Subject: Re: removing packages
To: None <firstname.lastname@example.org>
From: None <email@example.com>
Date: 11/25/2000 18:22:26
On 26 Nov, Simon Burge wrote:
> Another is easy upgrades in the future, which handle deleted or
> moved files cleanly
If I wane do a upgrade, I can simply locate the source of the programm /
subsystem in /usr/src/..., cd to it, update the source via patches or
CVS, recompile and install it. This is IMHO the canonical BSD Unix way
to go. I don't like this cut-in-to-an-infenite-amount-of-packages
approach some wannabe *ix systems use.
One reason why I like NetBSD this much is the easy way to install it.

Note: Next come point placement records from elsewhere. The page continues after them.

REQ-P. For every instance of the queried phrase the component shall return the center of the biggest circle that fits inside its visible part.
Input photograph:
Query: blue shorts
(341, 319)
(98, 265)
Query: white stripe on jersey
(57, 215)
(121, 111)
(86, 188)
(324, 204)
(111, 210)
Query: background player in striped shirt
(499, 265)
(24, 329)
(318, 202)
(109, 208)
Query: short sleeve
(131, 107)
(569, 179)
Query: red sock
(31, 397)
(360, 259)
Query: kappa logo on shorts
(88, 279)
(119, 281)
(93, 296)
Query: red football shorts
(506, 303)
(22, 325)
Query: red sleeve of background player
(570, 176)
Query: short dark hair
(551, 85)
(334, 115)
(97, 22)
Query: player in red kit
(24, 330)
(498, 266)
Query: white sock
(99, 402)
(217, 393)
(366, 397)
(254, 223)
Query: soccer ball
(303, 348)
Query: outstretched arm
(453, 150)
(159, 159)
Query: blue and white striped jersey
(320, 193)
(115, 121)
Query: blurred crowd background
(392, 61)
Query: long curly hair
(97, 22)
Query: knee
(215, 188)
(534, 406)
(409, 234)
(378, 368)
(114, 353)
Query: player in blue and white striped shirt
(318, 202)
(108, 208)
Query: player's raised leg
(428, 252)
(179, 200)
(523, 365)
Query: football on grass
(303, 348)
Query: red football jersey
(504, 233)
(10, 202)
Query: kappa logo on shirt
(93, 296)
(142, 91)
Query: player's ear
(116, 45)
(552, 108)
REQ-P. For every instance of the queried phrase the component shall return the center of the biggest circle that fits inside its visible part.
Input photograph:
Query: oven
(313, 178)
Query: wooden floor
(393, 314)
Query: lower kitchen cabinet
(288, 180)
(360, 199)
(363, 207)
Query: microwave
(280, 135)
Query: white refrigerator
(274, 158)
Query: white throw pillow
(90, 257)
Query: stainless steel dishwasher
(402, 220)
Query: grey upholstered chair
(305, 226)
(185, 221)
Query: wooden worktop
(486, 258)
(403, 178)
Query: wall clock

Boot the machine in some way (mostly via network) disklabel, newfs,
untar, disklabel -B / installbot, cd /mnt/etc ; vi fstab rc.conf,
reboot - thats it.
> (nfsiod for example has been removed, nfsd has changed location
> once in the past).
If some general concept changes, and the new stuff has to be installed
in to an older system, there is nothing better to resolve dependencys
than your brain. Messing around with a package system can really be a
pain. Even with the very good pkg system that the BSD systems have.
> And no, I don't think people are even suggesting anything like SysV
> run-levels or inittab. The whole rc.d thing was to make maintenance
> easier, both for the base system and third party packages.
I really don't like this rc.d stuff, but I must agree to this argument.